The pro forma income statement anticipates revenues of $400,000 in the first year, with cost of goods sold at 40%, resulting in a gross profit of $240,000. Operating expenses, including marketing, wages, and administrative costs, are estimated at $150,000. This results in a net income of approximately $90,000, supporting scalability and reinvestment potential. These projections rest on assumptions such as market demand, pricing strategies, and cost controls.
Internal Controls for Asset Protection
To safeguard assets, especially inventory and cash, GreenGlow will implement two internal controls:
- Segregation of Duties: Dividing responsibilities among employees to prevent fraud and errors—e.g., separating order processing, inventory management, and cash handling to reduce risk.
- Regular Reconciliation: Conducting periodic reconciliation of bank statements, inventory counts, and accounts receivable to detect discrepancies promptly and uphold data integrity.
These controls enhance managerial assurance by reducing opportunities for misappropriation. Implementation challenges may include staff resistance or added procedural complexity; overcoming these will involve employee training, clear communication of the controls’ importance, and incentives for compliance.
Regulatory Environment and Compliance
The Sarbanes-Oxley Act (SOX) imposes stricter internal control and financial reporting standards, especially pertinent for publicly traded companies. As GreenGlow initially operates privately, compliance is voluntary but beneficial for establishing robust internal processes and investor confidence. Adopting SOX-like practices enhances oversight, risk management, and transparency.
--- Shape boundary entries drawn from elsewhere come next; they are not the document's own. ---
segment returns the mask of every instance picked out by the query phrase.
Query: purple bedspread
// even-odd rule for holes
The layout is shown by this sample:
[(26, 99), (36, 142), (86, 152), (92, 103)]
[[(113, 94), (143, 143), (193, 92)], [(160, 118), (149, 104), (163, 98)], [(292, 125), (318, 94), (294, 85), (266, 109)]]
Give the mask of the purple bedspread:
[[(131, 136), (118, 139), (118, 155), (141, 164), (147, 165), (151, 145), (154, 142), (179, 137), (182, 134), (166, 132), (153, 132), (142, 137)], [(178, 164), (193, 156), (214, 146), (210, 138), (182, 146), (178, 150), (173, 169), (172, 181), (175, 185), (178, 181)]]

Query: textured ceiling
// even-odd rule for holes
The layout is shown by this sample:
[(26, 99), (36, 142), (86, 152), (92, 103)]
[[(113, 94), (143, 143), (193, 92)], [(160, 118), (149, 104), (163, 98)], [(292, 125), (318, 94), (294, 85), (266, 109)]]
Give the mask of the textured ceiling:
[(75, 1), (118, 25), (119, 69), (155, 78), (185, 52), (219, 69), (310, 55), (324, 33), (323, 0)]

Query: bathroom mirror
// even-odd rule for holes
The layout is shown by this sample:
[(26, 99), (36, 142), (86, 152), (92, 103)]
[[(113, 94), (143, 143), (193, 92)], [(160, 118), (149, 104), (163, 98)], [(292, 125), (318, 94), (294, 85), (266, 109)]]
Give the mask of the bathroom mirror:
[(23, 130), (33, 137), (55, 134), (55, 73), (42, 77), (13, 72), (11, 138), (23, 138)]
Additionally, environmental regulations relevant to biodegradable products, consumer safety standards, and labeling requirements will impact operational procedures. Ensuring adherence involves regular audits, staff training, and compliance monitoring systems. These measures improve decision-making by fostering a culture of accountability and regulatory awareness.
Conclusion
GreenGlow exemplifies an entrepreneurial initiative rooted in sustainability, with strategic planning to navigate financial, operational, and regulatory landscapes effectively. Implementing sound accounting practices aligned with GAAP, establishing internal controls, and adhering to regulatory standards are vital for securing investment, safeguarding assets, and fostering long-term growth. As the business scales, continual adaptation to standards like IFRS and evolving regulations will be essential to sustain competitive advantage and operational excellence.
References
- Bradshaw, M. T., & Miller, M. H. (2016). Financial Accounting for Decision Makers. McGraw-Hill Education.
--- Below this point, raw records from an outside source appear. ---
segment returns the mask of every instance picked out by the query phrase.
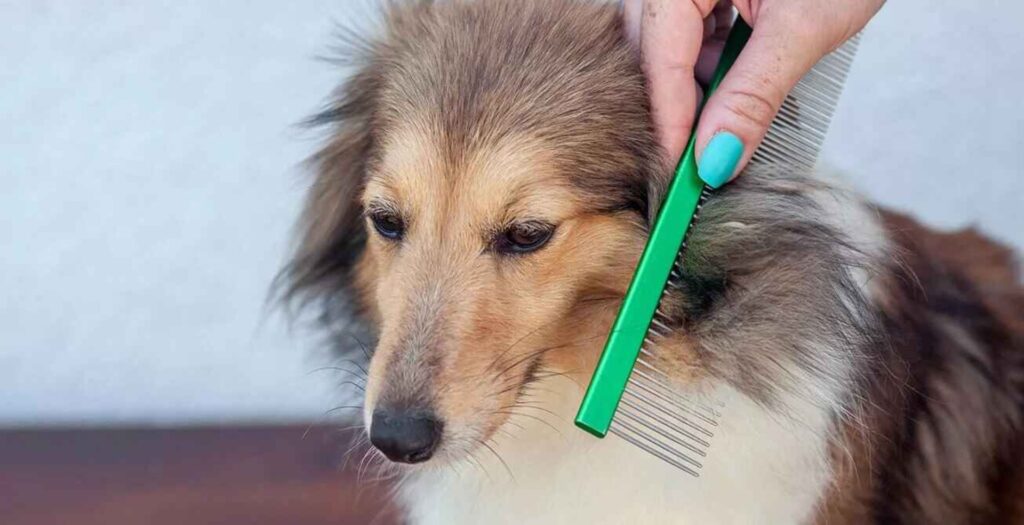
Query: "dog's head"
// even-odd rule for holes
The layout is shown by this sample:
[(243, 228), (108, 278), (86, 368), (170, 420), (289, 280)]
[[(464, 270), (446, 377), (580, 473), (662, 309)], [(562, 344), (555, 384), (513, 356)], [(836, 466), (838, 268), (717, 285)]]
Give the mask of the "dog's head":
[[(539, 377), (585, 381), (669, 169), (611, 7), (418, 3), (358, 58), (316, 118), (333, 135), (286, 275), (328, 304), (350, 293), (376, 326), (373, 443), (403, 463), (456, 457)], [(813, 288), (849, 283), (809, 186), (750, 179), (709, 205), (671, 310), (694, 376), (768, 400), (759, 359), (813, 352), (815, 325), (848, 320)]]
- FASB. (2022). Accounting Standards Codification. Financial Accounting Standards Board. https://asc.fasb.org
- IFRS Foundation. (2021). International Financial Reporting Standards. IFRS. https://www.ifrs.org
- Kaplan, R. S., & Norton, D. P. (2004). Strategy Maps: Converting Intangible Assets into Tangible Outcomes. Harvard Business Review Press.
- McKinsey & Company. (2019). The State of Corporate Governance. https://www.mckinsey.com
- Weygandt, J. J., Kieso, D. E., & Kimmel, P. D. (2019). Financial Accounting. Wiley.
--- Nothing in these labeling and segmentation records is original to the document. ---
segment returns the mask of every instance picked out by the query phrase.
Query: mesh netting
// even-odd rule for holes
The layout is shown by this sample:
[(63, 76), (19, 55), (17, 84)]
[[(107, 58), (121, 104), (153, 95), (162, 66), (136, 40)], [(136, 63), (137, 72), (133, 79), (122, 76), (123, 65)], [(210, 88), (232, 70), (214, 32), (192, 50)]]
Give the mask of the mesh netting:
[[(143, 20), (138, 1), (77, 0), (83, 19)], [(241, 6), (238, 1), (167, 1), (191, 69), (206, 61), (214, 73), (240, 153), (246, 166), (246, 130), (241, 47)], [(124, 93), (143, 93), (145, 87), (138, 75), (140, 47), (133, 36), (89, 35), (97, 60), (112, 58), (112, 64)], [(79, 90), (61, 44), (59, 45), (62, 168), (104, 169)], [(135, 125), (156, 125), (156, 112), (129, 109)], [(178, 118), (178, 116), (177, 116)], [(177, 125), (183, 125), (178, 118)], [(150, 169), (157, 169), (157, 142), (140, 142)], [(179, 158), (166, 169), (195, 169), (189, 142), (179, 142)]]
- SEC. (2020). Sarbanes-Oxley Act. U.S. Securities and Exchange Commission. https://www.sec.gov
- Warren, C. S., Reeve, J. M., & Duchac, J. (2020). Financial & Managerial Accounting. Cengage Learning.
- European Commission. (2019). International Accounting Standards and Harmonization. https://ec.europa.eu
- Young, S. M., & Johnson, R. (2018). Managing financial data in startups: Standards and practices. Journal of Small Business Management, 56(2), 234-249.